Article ID: | iaor201523853 |
Volume: | 30 |
Issue: | 6 |
Start Page Number: | 891 |
End Page Number: | 903 |
Publication Date: | Oct 2014 |
Journal: | Quality and Reliability Engineering International |
Authors: | Han Xixuan, Clemmensen Line |
Keywords: | statistics: regression, datamining |
We propose a new type of weighted support vector regression (SVR), motivated by modeling local dependencies in time and space in prediction of house prices. The classic weights of the weighted SVR are added to the slack variables in the objective function (OF‐weights). This procedure directly shrinks the coefficient of each observation in the estimated functions; thus, it is widely used for minimizing influence of outliers. We propose to additionally add weights to the slack variables in the constraints (CF‐weights) and call the combination of weights the doubly weighted SVR. We illustrate the differences and similarities of the two types of weights by demonstrating the connection between the Least Absolute Shrinkage and Selection Operator (LASSO) and the SVR. We show that an SVR problem can be transformed to a LASSO problem plus a linear constraint and a box constraint.

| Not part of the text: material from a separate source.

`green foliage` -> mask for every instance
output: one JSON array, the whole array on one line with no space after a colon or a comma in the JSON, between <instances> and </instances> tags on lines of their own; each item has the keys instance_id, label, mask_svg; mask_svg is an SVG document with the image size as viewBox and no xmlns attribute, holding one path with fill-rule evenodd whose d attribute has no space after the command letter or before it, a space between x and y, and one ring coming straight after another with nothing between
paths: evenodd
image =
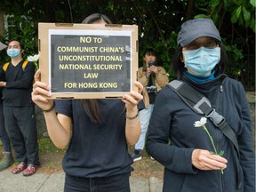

We demonstrate the capabilities of the doubly weighted approach through an example of prediction of house prices. The weight functions in the house pricing model depend on the geographical distance to the house of interest and the difference in time of sale (CF‐weights) as well as the differences lying in variables (OF‐weights), such as house size and number of floors. The results illustrate that the combination of the two types of weights describes the relative importance of observations very well and lowers the influence of possible outliers. Therefore, it enables the SVR models to have good performance.